Hays High School students all receive laptops

? When teachers at Hays High School tell their students to open their books this school year, there’s a chance they won’t be referring to a textbook.

Students who showed up for enrollment this week at the western Kansas school — about 1,000 of them in all — walked away with a new Apple iBook laptop computer thanks to a school board initiative passed earlier this year.

The laptops were issued during enrollment to give students time before classes begin to familiarize themselves with the computers, Principal Mike Hester said.

Parents received a letter listing day- and nighttime iBook training classes that run through Friday.

The district made the decision to purchase laptops for the high school when the computer technology lease agreement for the district was up for renewal, Hester said. Money saved by using less paper also helped fund the new portable computers.

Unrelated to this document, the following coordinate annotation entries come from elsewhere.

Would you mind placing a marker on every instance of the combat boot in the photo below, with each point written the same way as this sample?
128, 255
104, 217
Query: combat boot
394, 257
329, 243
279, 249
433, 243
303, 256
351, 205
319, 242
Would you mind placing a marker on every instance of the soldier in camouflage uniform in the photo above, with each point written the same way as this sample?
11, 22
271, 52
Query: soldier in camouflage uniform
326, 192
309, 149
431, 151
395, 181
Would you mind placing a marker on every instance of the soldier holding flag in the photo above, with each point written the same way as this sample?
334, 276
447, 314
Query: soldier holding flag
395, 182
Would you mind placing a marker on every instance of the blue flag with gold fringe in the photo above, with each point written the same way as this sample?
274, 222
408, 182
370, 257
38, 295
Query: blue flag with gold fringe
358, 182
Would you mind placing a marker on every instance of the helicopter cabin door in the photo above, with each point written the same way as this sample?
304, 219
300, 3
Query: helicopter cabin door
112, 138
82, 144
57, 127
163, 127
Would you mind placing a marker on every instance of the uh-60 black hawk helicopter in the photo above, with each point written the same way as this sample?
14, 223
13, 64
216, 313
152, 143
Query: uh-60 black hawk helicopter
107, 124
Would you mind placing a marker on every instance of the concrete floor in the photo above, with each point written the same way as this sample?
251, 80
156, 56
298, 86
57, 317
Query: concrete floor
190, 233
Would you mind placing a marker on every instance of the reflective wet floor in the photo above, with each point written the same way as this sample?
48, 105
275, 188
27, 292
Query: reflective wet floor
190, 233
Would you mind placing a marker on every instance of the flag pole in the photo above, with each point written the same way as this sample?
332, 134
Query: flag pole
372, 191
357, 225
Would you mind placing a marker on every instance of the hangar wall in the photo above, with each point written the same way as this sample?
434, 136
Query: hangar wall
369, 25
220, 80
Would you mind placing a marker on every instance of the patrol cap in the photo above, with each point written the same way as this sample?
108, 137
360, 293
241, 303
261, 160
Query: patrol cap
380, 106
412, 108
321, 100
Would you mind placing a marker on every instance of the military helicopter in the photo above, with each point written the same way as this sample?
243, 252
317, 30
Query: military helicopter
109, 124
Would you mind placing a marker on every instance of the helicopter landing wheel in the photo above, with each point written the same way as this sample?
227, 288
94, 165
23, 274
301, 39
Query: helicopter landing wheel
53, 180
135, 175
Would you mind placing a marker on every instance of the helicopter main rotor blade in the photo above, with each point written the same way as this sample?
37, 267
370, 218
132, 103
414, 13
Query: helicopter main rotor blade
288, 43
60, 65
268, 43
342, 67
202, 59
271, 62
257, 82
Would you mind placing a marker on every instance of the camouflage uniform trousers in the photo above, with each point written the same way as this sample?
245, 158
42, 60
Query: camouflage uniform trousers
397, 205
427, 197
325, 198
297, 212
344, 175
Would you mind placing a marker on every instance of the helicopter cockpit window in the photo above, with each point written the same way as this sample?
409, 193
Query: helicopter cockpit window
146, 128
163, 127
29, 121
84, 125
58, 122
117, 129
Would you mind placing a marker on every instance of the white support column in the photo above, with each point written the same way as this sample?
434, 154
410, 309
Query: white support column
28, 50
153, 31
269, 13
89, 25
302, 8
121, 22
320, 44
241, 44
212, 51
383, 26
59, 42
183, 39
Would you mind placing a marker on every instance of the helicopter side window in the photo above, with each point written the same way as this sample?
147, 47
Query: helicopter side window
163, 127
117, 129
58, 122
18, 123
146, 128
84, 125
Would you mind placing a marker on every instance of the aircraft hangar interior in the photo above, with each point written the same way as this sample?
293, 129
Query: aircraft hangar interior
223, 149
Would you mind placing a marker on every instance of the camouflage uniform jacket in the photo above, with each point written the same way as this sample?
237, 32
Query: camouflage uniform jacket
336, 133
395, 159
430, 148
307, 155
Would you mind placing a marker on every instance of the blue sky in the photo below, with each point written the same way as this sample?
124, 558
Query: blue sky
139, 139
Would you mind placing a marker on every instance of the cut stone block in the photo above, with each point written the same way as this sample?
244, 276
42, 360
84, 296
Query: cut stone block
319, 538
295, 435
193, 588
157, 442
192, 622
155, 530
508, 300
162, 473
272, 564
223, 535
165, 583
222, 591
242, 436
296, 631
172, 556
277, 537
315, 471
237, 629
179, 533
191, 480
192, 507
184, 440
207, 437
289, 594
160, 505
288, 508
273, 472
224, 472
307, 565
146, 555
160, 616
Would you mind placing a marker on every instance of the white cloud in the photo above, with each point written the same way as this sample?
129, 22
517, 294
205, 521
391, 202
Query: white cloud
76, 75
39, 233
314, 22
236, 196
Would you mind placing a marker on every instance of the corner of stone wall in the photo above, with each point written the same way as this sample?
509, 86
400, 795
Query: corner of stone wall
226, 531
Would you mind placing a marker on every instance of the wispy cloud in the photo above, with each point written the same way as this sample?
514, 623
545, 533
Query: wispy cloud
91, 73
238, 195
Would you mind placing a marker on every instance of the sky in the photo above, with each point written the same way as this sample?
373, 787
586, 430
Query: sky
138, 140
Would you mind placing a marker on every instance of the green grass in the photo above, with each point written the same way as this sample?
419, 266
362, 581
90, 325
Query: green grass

“Unless you’re doing genetic research, there’s not much need for a desktop. It’s overkill, especially for what students are using them for,” said Brooks Masterson, an Apple account manager from the Kansas City area.

Masterson helped teach students and parents about the use and care of the iBooks this week and amazed parents with school projects done by students on an iBook.

“This is going to make learning a lot more fun,” said Barry Miller, father of an incoming freshman.

Hays High School teachers got a jump on learning about the iBooks earlier this summer when they attended a two-day seminar on using technology in the classroom.

Loren VonLintel, the school’s instructional technology coordinator, is helping the teachers integrate the iBooks into teachers’ curricula and said it would take time to get acquainted with the technology.

“We’ll learn what works, what doesn’t,” VonLintel said.

Students can access their classroom agendas online and get immediate feedback after taking tests. Filters will keep students off prohibited Internet sites.

For incoming freshman Adam Arnhold, having computer access whenever he wants makes entering high school more exciting.

“I’m really looking forward to it,” Arnhold said. “(High school) will be a little scary with all the older kids, but I think having our own computers will make it a lot more fun.”